In a BST two nodes are randomly swapped we need to find those two nodes and swap them back

Question

Given a binary search tree, in which any two nodes are swapped. So we need to find those two nodes and swap them back(we need to swap the nodes, not the data)

I tried to do this by making an additional array which has the inorder traversal of the tree and also saves the pointer to each node. Then we just traverse the array and find the two nodes that are not in the sorted order, now these two nodes are searched in the tree and then swapped

So my question is how to solve this problem in O(1) space ?

Answer 1

In order traversal on a BST gives you a traversal on the elements, ordered.
You can use an in-order traversal, find the two out of place elements (store them in two pointers) and swap them back.

This method is actually creating the array you described on the fly, without actually creating it.

Note that however, space consumption is not O(1), it is O(h) where h is the height of the tree, due to the stack trace.

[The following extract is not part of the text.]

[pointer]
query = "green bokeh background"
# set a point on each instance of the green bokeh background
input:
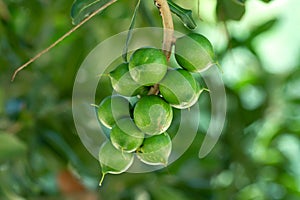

If the tree is balanced, it will be O(logn)

Answer 2

Depending on the BST this can be done in O(1).

For instance, if the nodes of the tree have a pointer back to their parents you can use the implementation described in the nonRecrusiveInOrderTraversal section of the Wikipedia page for Tree_traversal.

As another possibility, if the BST is stored as a 1-dimensional array, instead of with pointers between nodes, you can simply walk over the array (and do the math to determine each node's parent and children).

While doing the traversal/walk, check to see if the current element is in the correct place.

If it isn't, then you can just see where in the tree it should be, and swap with the element in that location. (take some care for if the root is in the wrong place).

Answer 3

We can modified the isBST() method as below to swap those 2 randomly swapped nodes and correct it.

/* Returns true if the given tree is a binary search tree
 (efficient version). */
int isBST(struct node* node)
{
  struct node *x = NULL;
  return(isBSTUtil(node, INT_MIN, INT_MAX,&x));
}

/* Returns true if the given tree is a BST and its
   values are >= min and <= max. */
int isBSTUtil(struct node* node, int min, int max, struct node **x)
{

  /* an empty tree is BST */
  if (node==NULL)
     return 1;

  /* false if this node violates the min/max constraint */
  if (node->data < min || node->data > max) {
     if (*x == NULL) {
        *x = node;//same the first incident where BST property is not followed.
     }
     else {
        //here we second node, so swap it with *x.
        int tmp = node->data;
        node->data = (*x)->data;
        (*x)->data = tmp;

     }
     //return 0;
     return 1;//have to return 1; as we are not checking here if tree is BST, as we know it is not BST, and we are correcting it.
  }
  /* otherwise check the subtrees recursively,
   tightening the min or max constraint */
  return
    isBSTUtil(node->left, min, node->data-1, x) &&  // Allow only distinct values
    isBSTUtil(node->right, node->data+1, max, x);  // Allow only distinct values
}